Here are some basic things to consider for you recording session…

1. Know Your Songs

I know this is an obvious one, but I’ve been in situations before where the band I’ve been working with has started tracking a song without having written the ending! We literally had to stop recording while they finished writing it! There have also been bands who have been all too keen to get their latest creation down – although not everyone had finished writing their parts. ‘Blagging’ or ‘winging’ it rarely works – I have witnessed some happy accidents, but these are few and far between, and in the long run, it’s best not to leave the recording process down to luck.

You should be well rehearsed. In fact that’s an understatement – You should be rehearsed to the point that you’ve played through the songs so many times you can’t stand to play them any more, your fingers are blistered and bleeding yet you can not only perform the tracks with your eyes closed (easy enough for the vocalist but guitarists not so!), you can perform them with your hands tied behind your back whilst running a gauntlet of burning axes… Okay maybe I went a little too far there but you get the picture! :) Before my very first studio session, I was made to play the same song over and over for an entire day. Whilst at the time I couldn’t understand the benefit of doing this, in hindsight it paid off, as the resultant recording had an air of confidence about it there otherwise wouldn’t have been; with each repetition our performances grew stronger.

2. Know Your Parts

– and know each other’s parts too. I’ve worked with bands that have spent weeks and months writing and rehearsing their material in a room, where they couldn’t hear what each other were playing over the drummer. Totally oblivious to the fact that each band member was essentially playing a completely different song, it was a real revelation hearing themselves back through the studio monitors for the first time! The two guitarists were playing mismatched chords, and each musician played their own accents and stops where they saw fit. The resulting sound was a complete mess!
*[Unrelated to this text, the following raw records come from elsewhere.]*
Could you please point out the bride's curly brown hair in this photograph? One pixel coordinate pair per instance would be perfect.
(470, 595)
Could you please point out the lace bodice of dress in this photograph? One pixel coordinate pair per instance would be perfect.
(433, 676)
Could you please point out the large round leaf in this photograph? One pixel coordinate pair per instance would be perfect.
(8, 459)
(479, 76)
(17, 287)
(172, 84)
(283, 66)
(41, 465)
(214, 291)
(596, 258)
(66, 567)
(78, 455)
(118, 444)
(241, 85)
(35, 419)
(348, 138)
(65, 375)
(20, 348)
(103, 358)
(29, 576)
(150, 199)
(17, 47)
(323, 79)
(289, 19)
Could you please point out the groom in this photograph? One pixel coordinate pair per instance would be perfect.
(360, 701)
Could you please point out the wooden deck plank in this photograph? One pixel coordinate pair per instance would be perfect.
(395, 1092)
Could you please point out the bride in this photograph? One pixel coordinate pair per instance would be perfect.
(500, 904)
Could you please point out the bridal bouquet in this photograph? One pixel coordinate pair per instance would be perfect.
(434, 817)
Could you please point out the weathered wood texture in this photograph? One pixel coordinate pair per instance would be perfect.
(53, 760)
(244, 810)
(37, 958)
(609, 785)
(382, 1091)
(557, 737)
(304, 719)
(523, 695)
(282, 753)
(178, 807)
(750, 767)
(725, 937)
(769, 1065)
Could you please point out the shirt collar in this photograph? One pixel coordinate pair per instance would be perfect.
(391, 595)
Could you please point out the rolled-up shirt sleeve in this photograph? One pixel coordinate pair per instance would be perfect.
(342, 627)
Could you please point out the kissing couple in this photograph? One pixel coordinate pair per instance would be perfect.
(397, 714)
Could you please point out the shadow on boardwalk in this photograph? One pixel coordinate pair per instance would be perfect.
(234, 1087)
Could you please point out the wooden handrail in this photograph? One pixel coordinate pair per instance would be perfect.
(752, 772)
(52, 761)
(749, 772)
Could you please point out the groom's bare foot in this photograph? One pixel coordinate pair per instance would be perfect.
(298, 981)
Again – basic stuff – but it pays to sit down at some point and make sure that everyone’s parts are working together to create the desired overall sound. Just simple things like where pauses happen (is it on beat three or beat four?), and the length of the guitar solo (if during rehearsals and live performances it tends to get extended by an unknown quantity). Also, it’s a good time to consider subtle things like dynamics, and ensure that everybody’s syncopated rhythms are really tight. If not, it may well benefit rehearsing a little more, in a well-equipped rehearsal room – possibly with the aid of a metronome (more about that in another article).

3. Be Realistic With Your Allotted Time

An eight hour day doesn’t mean eight hours of recording time! In reality, once you’ve loaded in, set up, let the sound engineer do his or her thing (perfect time to put the kettle on!), and sound checked, you can already be an hour and a half in to your session. Factor in mixing and mastering (which shouldn’t really be performed at the end of a day’s recording, but more on that in another article), and you’re probably left with just over three hours to get everything down.

The other main consideration is track length. You’d be hard-pushed to record and mix two six-minute tracks to a reasonable quality in one day, but two three-minute tracks is perfectly doable. The extra time needed to perform and mix those extra minutes soon mounts up over the day, so any prog masterpieces you should really dedicate a whole day to (at the very least). As for tracks of over six minutes (I’ve worked on a couple of nine-minuters in the past!), the time needed seems to go up exponentially due to their often more complex arrangements and therefore tracking and mixing times.